“Let him join us now,” said the Englishman; “though I think if the poor fellow has walked from Bexar, you might have been satisfied he could n't carry the leprosy with him.”

“I've known it go with a piece of gun-wadding from Bexar to the Rio del Norte,” said one.

“I saw a fellow who caught it from the rind of a watermelon a lépero had thrown away.”

“There was a comrade of ours at Puerta Naval took it from sitting on the bench beside a well on the road where a lépero had been resting the day before,” cried a third.
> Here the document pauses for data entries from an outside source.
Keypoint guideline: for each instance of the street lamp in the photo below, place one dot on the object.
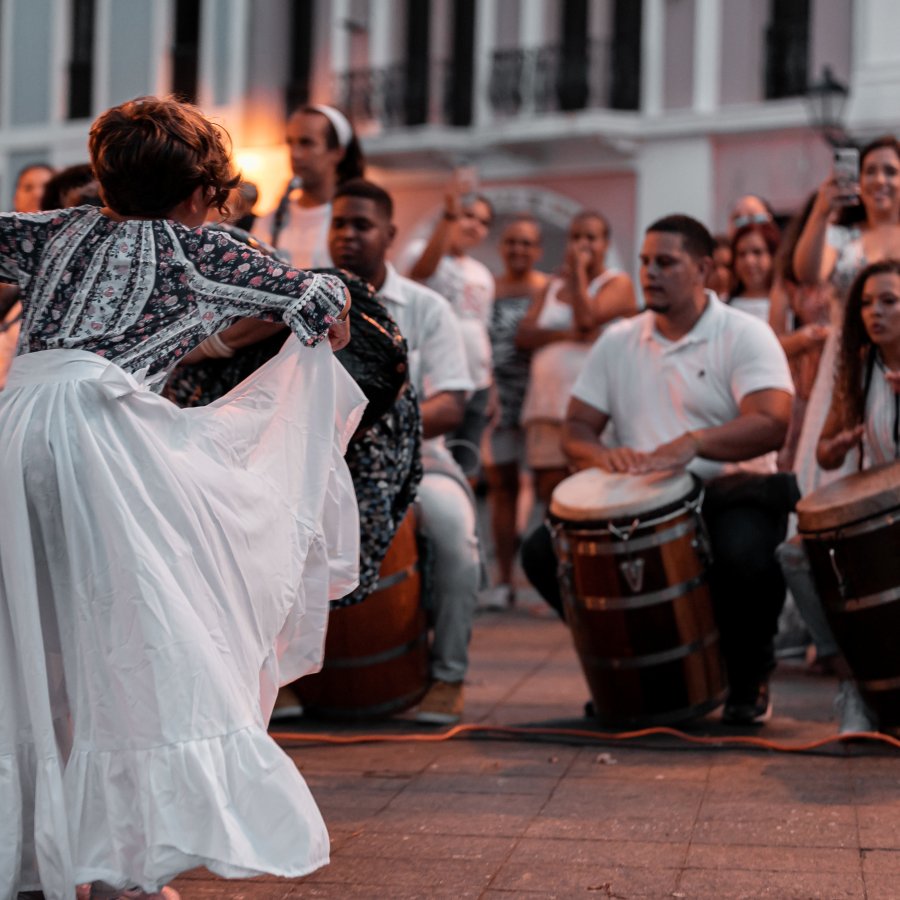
(825, 101)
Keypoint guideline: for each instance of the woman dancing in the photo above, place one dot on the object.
(162, 571)
(867, 230)
(863, 416)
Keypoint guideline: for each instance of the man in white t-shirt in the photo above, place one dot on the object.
(443, 263)
(324, 152)
(691, 383)
(361, 233)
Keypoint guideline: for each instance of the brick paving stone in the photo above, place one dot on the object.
(766, 832)
(773, 859)
(491, 818)
(587, 879)
(739, 884)
(576, 851)
(881, 887)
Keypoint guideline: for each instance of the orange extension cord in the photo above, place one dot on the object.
(725, 741)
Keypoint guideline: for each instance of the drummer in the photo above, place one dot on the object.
(864, 413)
(692, 383)
(361, 233)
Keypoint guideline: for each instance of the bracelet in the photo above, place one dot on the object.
(693, 436)
(215, 348)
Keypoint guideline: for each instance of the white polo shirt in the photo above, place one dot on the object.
(437, 358)
(468, 286)
(655, 390)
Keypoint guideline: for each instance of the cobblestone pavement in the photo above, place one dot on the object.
(501, 818)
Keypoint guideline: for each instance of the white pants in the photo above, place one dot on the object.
(448, 521)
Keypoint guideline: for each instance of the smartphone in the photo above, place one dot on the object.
(466, 179)
(846, 173)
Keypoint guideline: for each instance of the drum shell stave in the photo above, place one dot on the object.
(376, 651)
(856, 571)
(641, 614)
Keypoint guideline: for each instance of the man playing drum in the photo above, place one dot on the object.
(691, 383)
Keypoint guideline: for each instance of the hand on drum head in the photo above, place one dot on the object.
(616, 459)
(832, 451)
(674, 455)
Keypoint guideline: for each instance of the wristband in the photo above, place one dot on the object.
(693, 436)
(215, 348)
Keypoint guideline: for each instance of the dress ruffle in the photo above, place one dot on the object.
(162, 571)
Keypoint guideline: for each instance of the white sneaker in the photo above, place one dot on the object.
(499, 597)
(851, 710)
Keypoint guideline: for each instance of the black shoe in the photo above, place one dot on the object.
(743, 710)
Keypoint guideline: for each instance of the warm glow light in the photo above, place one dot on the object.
(268, 168)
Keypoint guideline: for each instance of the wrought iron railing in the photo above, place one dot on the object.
(520, 82)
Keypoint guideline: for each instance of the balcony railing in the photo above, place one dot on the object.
(521, 82)
(387, 96)
(545, 79)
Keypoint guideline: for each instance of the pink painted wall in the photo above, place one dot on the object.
(783, 168)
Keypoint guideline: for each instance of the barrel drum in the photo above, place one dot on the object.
(633, 559)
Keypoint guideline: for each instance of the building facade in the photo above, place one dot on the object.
(635, 107)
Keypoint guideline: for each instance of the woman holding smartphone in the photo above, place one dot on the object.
(846, 230)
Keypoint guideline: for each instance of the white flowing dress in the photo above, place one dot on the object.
(849, 263)
(162, 570)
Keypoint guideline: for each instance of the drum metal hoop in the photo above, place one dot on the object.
(838, 574)
(623, 534)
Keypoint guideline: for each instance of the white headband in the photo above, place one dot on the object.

“Let him sit yonder, then,” said the Englishman “You 're more afeard of that disease than the bite of a cayman; though you need n't be squeamish, most of you, if it 'a your beauty you were thinking of.”

And thus amid many a tale of the insidious character of this fell disorder, and many a rude jest on the score of precaution against it, I was ordered to seat myself at about a dozen or twenty paces distant, and receive my food as it was thrown towards me by the others,—too happy at this humble privilege to think of anything but the good fortune of such a meeting.

“Don't you remember me yet?” cried the Englishman, standing where the full glare of the fire lit up his marked features.

“Yes,” said I, “you 're Halkett.”

“To be sure I am, lad. I 'm glad you don't forget me.”

“How should I? This is not the first time you saved my life.”